How does $\Delta E$ depend on the function inputs? Since this is a scalar function of multiple variables, what we're looking for is the gradient or three derivatives of $\Delta E$ with respect to each of the inputs. The answer is given by a repeated application of the chain rule.
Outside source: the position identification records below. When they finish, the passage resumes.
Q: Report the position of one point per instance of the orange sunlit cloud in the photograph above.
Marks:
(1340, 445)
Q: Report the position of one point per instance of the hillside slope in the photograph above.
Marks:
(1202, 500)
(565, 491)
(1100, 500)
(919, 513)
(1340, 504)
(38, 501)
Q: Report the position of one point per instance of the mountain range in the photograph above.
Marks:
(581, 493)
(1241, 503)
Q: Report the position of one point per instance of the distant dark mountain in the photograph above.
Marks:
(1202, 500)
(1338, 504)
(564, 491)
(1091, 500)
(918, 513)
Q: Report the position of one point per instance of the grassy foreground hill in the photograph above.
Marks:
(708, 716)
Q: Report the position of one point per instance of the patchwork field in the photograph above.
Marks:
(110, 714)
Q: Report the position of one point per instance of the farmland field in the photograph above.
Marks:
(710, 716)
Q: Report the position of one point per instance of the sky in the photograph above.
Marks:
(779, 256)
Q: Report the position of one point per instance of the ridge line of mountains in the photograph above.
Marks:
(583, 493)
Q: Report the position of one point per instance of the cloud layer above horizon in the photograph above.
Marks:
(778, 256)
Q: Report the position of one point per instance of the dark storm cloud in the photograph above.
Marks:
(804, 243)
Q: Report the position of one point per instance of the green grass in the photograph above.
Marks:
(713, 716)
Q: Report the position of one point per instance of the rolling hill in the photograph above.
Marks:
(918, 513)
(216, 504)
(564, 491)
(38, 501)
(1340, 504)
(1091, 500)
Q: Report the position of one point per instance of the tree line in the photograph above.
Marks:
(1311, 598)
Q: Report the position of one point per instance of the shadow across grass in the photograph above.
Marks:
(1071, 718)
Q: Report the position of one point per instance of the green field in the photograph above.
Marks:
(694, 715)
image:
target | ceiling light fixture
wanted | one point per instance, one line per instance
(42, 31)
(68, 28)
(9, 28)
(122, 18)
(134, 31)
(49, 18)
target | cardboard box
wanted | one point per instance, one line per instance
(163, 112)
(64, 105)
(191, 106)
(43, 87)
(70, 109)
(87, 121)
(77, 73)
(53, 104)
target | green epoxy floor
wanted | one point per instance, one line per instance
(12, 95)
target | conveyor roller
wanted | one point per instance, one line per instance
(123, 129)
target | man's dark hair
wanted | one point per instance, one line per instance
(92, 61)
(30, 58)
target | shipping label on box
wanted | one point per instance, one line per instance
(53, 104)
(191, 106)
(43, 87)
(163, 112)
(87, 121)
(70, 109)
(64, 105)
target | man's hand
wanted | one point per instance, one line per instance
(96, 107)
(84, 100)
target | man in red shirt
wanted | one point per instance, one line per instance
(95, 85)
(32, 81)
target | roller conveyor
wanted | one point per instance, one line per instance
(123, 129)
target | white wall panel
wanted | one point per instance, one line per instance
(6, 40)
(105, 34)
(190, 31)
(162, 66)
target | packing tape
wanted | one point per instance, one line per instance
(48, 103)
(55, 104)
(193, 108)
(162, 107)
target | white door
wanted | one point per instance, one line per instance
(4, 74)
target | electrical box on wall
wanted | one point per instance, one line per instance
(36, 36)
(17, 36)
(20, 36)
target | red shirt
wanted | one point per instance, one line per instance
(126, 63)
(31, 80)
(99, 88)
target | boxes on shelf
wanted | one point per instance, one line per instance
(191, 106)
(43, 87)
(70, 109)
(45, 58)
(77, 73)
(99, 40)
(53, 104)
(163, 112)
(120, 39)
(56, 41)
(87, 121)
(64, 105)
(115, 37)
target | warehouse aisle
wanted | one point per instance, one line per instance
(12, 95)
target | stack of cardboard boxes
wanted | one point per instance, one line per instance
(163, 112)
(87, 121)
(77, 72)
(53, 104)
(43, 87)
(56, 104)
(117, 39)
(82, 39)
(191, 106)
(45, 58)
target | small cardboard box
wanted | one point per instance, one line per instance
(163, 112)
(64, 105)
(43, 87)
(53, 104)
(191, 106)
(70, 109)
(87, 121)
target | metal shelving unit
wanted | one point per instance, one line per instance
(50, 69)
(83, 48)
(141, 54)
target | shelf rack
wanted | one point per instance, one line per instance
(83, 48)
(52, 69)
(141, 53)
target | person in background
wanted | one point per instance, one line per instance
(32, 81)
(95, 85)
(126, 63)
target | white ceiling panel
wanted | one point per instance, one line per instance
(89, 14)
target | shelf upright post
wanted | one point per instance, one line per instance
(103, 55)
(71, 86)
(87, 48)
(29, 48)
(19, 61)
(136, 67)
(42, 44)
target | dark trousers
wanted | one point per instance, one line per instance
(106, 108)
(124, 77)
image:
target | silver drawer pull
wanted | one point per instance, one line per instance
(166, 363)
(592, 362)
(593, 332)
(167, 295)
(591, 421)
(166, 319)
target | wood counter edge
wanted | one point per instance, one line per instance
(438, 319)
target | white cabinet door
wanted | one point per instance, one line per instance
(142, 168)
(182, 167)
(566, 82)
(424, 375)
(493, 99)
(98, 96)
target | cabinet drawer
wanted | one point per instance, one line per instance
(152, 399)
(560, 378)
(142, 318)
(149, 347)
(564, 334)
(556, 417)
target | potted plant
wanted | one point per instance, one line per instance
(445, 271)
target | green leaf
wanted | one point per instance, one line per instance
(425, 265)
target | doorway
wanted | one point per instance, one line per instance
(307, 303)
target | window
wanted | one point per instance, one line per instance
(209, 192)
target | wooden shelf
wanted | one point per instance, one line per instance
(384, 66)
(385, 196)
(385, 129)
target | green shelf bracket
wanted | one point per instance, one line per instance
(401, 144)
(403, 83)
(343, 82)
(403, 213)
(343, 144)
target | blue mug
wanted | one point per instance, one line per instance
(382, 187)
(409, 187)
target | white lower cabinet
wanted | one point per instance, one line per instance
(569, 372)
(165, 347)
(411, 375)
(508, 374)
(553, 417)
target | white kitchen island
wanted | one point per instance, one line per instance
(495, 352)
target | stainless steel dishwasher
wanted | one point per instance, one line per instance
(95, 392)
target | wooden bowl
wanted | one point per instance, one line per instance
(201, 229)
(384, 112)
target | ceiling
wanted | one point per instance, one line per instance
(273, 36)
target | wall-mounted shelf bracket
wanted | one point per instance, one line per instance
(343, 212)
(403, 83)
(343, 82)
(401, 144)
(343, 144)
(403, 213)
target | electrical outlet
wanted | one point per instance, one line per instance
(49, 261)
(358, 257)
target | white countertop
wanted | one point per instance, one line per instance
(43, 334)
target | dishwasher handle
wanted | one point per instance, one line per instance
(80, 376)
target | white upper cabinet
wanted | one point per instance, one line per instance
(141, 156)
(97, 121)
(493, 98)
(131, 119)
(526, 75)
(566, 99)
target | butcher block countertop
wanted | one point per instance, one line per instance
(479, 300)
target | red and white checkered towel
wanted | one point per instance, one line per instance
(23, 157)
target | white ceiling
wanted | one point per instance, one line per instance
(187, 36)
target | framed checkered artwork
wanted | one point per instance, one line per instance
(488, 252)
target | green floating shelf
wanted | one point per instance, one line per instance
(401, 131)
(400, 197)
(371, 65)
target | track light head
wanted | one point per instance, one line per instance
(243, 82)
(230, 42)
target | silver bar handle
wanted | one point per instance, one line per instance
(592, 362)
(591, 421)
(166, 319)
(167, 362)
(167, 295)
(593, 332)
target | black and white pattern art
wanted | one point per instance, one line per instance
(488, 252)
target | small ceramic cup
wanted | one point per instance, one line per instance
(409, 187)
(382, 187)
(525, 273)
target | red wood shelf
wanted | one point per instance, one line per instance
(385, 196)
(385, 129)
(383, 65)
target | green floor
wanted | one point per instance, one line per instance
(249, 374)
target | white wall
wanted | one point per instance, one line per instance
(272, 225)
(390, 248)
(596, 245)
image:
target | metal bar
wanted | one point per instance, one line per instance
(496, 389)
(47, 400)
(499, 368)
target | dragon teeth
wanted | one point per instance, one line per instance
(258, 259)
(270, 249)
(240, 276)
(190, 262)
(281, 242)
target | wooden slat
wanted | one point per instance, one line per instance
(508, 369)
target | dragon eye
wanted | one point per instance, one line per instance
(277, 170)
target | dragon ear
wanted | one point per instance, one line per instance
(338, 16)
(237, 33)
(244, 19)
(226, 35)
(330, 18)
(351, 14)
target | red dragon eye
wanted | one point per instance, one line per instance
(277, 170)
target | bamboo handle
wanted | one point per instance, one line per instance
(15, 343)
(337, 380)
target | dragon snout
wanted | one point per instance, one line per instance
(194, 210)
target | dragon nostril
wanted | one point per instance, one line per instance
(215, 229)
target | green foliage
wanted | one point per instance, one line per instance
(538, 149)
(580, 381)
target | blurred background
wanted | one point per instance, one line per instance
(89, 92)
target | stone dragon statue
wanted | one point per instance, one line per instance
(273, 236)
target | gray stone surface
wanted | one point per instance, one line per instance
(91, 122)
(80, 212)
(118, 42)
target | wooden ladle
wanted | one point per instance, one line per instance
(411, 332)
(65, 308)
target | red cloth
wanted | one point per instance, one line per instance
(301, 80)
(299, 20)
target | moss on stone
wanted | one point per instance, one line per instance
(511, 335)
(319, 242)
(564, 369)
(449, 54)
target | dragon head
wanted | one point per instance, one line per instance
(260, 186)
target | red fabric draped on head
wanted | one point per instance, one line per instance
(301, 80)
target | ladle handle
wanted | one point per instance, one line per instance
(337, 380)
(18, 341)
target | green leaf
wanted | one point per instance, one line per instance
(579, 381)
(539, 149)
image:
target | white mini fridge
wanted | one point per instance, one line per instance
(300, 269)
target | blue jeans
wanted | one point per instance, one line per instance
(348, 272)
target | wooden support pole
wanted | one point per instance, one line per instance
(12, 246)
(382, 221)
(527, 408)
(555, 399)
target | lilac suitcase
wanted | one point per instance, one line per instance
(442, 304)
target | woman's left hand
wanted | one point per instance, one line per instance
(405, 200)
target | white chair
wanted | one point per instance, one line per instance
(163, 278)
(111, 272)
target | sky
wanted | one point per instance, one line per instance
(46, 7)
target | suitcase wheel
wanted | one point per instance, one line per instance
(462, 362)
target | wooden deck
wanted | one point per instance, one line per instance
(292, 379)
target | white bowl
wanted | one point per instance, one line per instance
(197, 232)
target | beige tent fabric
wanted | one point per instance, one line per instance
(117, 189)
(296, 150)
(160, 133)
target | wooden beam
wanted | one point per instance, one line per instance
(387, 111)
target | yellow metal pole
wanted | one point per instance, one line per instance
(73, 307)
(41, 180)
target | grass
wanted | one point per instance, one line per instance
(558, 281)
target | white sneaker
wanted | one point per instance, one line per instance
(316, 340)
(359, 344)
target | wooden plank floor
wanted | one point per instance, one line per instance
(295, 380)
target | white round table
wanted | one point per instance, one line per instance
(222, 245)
The easiest way to approach it is to start from the beginning of the algorithm and compute the three functions $\mathrm{d}R/\mathrm{d}c_i$. (In code the result is a 3-by-n array, where n is the number of discrete wavelengths.) Then compute the derivatives of $E$ using the chain rule. $$\frac{\mathrm{d}E}{\mathrm{d}c_i} = \frac{\mathrm{d}E}{\mathrm{d}R}\frac{\mathrm{d}R}{\mathrm{d}c_i} = I\frac{\mathrm{d}R}{\mathrm{d}c_i}$$ The derivatives of $R$ have already been computed in the previous step. Doing this step by step will eventually lead to $\frac{\mathrm{d}(\Delta E)}{\mathrm{d}L^*}$, $\frac{\mathrm{d}(\Delta E)}{\mathrm{d}a^*}$ and $\frac{\mathrm{d}(\Delta E)}{\mathrm{d}b^*}$ and ultimately the gradient of $\Delta E$. Take a look at the full code to see all the formulas.

There is a clever trick to “automagically” compute derivatives, without having to go step-by-step, differentiating every operation and writing code manually like I did. Dual numbers have the interesting property that, when used correctly, their dual parts are the derivatives of their real parts. They're defined very similarly to complex numbers, but instead of $z = a+bi$, $i^2 = -1$, one has $z = a + b\epsilon$, $\epsilon^2 = 0$. (Even more interestingly, this can be extended to higher derivatives as well!). See automatic differentiation on Wikipedia.

The code I wanted to differentiate was simple enough that I didn't bother looking for and learning a new Python module. I also avoided pulling additional dependencies.